KONDISI lack of capacity dialami hampir semua bandara utama di Indonesia. Membaiknya kondisi perekonomian dan makin maraknya maskapai bertarif murah atau low cost carrier (LCC) memicu meningkatnya jumlah penumpang angkutan udara di Tanah Air. Namun, pertumbuhan itu tidak sebanding dengan kapasitas dan fasilitas bandara yang ada saat ini.

Menghadapi kondisi itu, PT Angkasa Pura I (Persero) terus berupaya melakukan percepatan terhadap proyek pengembangan dan pembangunan beberapa bandara. Terakhir, 27 Januari 2017 lalu, Presiden Jokowi Widodo melaksanakan peletakkan batu pertama untuk proyek pembangunan Bandara Internasional Yogyakarta di Kulon Progo, sebagai pengganti Bandara Adisutjipto yang memang sudah dirasakan tak layak lagi untuk menampung derasnya trafik penumpang.
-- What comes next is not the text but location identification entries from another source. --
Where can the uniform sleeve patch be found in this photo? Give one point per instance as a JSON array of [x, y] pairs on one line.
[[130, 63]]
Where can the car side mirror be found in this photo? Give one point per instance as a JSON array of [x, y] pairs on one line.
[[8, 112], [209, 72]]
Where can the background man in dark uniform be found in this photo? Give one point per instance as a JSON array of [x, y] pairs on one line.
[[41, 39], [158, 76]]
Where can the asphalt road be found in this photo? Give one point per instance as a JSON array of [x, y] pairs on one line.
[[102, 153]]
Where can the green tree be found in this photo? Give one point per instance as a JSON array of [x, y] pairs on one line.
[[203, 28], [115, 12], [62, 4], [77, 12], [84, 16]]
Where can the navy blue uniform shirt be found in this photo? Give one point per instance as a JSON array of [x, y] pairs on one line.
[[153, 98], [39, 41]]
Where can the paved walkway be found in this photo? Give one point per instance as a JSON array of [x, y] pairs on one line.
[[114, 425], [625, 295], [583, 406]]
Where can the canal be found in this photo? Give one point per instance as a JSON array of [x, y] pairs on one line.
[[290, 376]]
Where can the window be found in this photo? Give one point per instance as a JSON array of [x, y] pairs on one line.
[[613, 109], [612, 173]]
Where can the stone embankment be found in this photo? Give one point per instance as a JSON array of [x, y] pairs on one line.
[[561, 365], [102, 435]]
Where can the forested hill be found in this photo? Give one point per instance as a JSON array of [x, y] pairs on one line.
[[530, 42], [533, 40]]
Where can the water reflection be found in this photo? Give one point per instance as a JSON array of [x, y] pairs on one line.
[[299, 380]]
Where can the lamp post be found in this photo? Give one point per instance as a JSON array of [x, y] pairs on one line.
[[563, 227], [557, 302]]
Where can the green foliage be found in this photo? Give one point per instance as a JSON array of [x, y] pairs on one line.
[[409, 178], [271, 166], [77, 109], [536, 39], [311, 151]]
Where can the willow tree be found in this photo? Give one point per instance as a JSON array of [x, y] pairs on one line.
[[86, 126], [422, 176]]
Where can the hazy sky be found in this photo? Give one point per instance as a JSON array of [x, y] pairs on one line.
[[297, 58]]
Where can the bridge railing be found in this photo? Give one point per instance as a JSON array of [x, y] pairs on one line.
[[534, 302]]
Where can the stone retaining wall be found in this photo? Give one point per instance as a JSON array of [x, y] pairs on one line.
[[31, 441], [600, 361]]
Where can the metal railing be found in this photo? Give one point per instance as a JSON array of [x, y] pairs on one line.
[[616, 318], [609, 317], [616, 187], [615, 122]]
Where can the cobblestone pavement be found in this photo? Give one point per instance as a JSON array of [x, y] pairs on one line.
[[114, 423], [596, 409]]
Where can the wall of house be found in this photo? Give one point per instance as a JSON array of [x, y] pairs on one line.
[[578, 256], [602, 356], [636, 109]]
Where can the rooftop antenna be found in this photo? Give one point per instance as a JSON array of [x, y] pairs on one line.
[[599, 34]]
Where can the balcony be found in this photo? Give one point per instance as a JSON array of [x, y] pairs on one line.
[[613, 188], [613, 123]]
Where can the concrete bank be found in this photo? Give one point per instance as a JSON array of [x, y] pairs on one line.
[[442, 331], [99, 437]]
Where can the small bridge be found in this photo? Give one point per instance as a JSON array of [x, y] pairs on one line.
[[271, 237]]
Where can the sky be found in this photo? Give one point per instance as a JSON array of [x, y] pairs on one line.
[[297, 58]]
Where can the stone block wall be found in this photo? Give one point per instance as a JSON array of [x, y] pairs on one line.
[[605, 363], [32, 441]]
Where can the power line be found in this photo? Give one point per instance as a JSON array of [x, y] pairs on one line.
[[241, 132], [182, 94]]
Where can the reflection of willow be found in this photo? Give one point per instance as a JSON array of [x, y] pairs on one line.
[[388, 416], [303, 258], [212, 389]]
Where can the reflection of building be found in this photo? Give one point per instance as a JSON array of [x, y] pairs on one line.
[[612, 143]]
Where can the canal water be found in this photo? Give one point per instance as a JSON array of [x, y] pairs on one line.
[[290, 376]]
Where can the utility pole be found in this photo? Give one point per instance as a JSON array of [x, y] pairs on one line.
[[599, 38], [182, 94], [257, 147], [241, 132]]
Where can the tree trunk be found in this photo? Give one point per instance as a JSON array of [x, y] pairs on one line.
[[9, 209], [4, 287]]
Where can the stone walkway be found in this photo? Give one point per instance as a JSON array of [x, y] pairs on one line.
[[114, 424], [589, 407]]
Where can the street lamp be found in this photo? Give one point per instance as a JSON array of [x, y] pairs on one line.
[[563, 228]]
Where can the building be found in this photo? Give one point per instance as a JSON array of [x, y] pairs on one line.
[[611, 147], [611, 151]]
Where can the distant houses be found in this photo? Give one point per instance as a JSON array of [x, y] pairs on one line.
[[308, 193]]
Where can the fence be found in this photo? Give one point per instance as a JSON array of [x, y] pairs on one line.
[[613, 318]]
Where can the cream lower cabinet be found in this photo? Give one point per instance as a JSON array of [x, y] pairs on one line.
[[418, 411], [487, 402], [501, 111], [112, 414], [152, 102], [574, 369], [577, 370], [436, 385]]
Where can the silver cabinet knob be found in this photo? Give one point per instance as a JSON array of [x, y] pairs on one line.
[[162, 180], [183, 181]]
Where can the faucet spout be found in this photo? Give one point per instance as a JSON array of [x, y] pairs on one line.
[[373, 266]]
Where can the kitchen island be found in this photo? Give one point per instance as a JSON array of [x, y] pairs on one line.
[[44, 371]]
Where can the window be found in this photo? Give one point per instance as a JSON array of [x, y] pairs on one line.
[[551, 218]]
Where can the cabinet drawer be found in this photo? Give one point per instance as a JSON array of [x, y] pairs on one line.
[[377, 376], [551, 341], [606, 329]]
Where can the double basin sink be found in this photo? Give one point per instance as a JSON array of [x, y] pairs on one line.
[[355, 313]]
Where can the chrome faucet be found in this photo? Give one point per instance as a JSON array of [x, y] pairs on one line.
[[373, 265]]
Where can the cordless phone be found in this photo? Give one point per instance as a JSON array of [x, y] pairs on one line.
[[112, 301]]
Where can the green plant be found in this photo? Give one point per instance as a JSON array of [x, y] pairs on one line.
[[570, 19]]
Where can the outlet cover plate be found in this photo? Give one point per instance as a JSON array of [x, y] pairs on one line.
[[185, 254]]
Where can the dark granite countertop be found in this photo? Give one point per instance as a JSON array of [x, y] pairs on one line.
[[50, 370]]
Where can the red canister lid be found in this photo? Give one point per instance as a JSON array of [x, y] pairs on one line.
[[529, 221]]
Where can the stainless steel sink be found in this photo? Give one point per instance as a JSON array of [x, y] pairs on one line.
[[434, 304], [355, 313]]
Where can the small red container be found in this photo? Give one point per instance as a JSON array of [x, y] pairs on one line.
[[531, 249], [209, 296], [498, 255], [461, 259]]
Kehadiran Presiden beserta jajaran menteri terkait menunjukkan keseriusan pemerintah untuk mendukung proyek-proyek strategis nasional, termasuk bandara yang terletak di tepi Samudera Indonesia ini. “Bandara Internasional Yogyakarta Baru ini sudah direncanakan sekitar 6-7 tahun lalu.,” tegas Presiden.
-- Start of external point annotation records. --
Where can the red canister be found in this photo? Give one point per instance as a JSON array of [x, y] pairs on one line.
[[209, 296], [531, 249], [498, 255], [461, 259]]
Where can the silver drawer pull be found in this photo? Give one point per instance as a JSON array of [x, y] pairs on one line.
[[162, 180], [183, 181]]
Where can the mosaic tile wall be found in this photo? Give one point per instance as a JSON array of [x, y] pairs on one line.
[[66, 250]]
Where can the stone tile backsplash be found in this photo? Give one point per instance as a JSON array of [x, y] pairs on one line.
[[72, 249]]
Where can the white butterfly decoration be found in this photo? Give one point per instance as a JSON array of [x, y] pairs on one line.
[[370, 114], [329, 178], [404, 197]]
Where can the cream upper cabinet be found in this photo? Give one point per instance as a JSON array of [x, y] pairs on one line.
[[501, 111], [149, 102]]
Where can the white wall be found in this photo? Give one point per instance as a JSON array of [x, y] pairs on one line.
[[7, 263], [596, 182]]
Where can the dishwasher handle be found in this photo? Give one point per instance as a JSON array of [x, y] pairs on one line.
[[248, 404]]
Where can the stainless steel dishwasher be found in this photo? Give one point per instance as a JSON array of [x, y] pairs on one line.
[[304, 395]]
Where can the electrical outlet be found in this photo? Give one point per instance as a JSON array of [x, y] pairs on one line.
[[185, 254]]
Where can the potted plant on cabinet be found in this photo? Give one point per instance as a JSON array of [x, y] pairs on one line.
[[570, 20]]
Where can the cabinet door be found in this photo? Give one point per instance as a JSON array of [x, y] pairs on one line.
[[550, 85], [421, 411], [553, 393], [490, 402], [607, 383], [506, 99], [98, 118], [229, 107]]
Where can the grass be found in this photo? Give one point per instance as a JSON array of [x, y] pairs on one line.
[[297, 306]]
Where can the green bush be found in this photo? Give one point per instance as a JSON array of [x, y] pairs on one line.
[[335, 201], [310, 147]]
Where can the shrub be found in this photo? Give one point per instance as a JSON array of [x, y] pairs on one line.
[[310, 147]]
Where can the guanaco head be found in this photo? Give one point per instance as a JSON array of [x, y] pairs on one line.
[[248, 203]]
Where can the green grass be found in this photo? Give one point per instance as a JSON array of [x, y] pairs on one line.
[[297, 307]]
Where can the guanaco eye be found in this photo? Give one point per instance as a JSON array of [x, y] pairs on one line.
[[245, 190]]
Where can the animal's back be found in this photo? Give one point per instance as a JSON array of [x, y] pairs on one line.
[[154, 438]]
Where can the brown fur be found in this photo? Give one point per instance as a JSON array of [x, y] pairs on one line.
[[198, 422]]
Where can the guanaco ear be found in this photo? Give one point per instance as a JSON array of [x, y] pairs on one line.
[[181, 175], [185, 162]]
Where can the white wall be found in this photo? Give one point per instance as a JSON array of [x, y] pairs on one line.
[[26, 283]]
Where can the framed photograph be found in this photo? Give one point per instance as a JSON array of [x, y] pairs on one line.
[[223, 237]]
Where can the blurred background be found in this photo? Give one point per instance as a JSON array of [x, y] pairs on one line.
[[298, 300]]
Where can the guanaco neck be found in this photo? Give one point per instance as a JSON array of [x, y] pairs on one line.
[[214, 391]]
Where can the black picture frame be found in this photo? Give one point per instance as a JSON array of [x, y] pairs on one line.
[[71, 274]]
Jokowi menuturkan, saat ini Bandara Adisutjipto yang berkapasitas hanya 1,6 juta penumpang sudah dipakai 7,2 juta orang penumpang per tahun. “Sudah sesak, crowded. Maka mau tak mau (pembangunan bandara) harus segera dimulai. Bandara ini nantinya kalau sudah selesai akan berkapasitas 14 juta penumpang, besar sekali. Tahap kedua bahkan akan sampai 20 juta penumpang,” katanya.
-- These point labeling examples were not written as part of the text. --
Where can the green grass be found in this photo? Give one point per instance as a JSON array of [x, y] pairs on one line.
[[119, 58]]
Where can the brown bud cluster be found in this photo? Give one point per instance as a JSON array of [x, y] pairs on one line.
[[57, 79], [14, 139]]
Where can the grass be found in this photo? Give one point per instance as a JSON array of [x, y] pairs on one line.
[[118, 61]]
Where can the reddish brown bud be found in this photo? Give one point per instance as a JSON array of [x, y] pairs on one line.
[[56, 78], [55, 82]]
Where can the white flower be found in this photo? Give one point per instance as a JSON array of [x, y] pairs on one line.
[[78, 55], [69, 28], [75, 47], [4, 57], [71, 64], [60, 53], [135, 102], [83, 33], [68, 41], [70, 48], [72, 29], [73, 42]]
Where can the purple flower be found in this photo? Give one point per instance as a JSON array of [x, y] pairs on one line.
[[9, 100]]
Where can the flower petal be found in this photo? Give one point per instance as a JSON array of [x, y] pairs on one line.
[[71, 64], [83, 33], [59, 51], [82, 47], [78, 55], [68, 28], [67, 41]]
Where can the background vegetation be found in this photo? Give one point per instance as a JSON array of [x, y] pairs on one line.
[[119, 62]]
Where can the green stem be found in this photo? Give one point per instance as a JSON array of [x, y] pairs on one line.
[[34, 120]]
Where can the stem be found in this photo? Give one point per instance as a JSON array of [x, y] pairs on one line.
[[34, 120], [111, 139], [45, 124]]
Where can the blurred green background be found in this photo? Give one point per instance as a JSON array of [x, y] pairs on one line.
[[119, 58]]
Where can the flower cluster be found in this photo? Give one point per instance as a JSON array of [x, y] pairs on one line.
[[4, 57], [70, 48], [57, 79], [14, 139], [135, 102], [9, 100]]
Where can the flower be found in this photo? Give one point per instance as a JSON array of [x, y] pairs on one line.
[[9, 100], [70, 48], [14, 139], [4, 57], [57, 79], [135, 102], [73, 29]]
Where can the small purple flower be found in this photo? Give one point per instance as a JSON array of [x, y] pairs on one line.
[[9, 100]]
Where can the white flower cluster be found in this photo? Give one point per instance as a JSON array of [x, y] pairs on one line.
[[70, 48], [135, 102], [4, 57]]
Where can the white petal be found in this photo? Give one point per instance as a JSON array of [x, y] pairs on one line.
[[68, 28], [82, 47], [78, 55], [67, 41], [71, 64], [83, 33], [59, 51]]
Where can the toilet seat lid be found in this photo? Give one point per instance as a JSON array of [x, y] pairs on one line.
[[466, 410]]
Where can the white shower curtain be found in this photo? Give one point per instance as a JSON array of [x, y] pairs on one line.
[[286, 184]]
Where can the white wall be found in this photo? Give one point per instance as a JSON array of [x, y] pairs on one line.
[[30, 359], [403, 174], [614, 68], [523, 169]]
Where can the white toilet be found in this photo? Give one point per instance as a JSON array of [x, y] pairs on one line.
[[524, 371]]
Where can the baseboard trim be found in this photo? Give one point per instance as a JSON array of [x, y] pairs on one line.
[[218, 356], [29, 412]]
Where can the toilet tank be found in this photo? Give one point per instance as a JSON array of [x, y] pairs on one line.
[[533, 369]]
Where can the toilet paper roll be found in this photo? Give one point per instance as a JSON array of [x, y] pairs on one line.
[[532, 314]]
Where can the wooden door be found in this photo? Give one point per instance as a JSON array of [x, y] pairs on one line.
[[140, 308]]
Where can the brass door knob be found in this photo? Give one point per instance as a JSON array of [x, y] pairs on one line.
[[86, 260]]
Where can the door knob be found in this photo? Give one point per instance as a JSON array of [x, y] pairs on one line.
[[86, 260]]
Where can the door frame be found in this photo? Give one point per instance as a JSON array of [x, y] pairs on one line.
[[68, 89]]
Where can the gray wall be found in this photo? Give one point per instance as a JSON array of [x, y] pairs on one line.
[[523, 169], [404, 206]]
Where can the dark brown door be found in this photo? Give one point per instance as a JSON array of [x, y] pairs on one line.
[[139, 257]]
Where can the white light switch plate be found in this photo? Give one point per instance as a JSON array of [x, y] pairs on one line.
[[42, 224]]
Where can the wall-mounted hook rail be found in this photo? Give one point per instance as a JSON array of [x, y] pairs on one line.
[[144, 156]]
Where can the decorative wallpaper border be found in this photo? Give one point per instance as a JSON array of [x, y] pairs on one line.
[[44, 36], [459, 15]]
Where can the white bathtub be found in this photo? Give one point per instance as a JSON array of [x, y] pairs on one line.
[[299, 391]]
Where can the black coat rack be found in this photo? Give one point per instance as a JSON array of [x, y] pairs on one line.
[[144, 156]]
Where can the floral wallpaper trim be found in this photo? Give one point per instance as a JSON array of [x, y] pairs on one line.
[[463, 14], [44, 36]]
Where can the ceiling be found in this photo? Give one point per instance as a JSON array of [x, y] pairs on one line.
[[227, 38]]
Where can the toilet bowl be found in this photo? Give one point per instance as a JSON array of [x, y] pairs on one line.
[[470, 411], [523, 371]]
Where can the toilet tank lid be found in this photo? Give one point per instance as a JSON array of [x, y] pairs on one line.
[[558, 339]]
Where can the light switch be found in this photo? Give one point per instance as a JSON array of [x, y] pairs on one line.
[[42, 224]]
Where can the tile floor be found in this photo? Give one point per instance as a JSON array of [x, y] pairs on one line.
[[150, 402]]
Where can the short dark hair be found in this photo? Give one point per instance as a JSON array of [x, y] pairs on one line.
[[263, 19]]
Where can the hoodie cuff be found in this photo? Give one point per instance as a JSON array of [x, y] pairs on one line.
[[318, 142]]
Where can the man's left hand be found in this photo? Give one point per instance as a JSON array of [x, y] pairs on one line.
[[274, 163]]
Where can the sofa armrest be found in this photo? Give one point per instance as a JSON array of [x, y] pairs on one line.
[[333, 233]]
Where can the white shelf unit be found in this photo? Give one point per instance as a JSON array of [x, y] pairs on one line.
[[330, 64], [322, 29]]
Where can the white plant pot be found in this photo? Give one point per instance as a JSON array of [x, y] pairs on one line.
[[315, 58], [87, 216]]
PT Angkasa Pura I (Persero) menyiapkan investasi Rp9,3 triliun untuk merampungkan megaproyek berkonsep airport city ini. Bandara baru ini pada pembangunan tahap I (2020-2031) akan memiliki terminal seluas 130 ribu meter persegi dengan kapasitas penumpang hingga 14 juta penumpang per tahun, runway 3.250 meter, dan apron berkapasitas 35 pesawat. Hampir 9 kali lipat lebih besar dibanding luas terminal

Selain Bandara Internasional Yogyakarta, PT Angkasa Pura I (Persero) juga tengah melakukan pengembangan dua bandara lainnya, yaitu Bandara Ahmad Yani Semarang yang ditargetkan beroperasi tahun 2018 dan Bandara Syamsudin Noor Banjarmasin yang ditargetkan selesai tahun 2019. Bandara Ahmad Yani Semarang merupakan floating airport atau bandara di atas air pertama di Indonesia.

Pengembangan area terminal Bandara Ahmad Yani nantinya mengimplementasikan konsep eco-airport dengan rancangan bandara direncanakan, dikembangkan, dan dioperasikan untuk menciptakan sarana dan prasarana perhubungan yang ramah lingkungan serta berkontribusi positif kepada lingkungan hidup. Nantinya, kapasitas terminal Bandara Ahmad Yani dapat menampung 7 juta penumpang per tahun dengan luas terminal 58 ribu meter persegi. Saat ini, bandara ini hanya menampung sekitar 800 ribu penumpang per tahun.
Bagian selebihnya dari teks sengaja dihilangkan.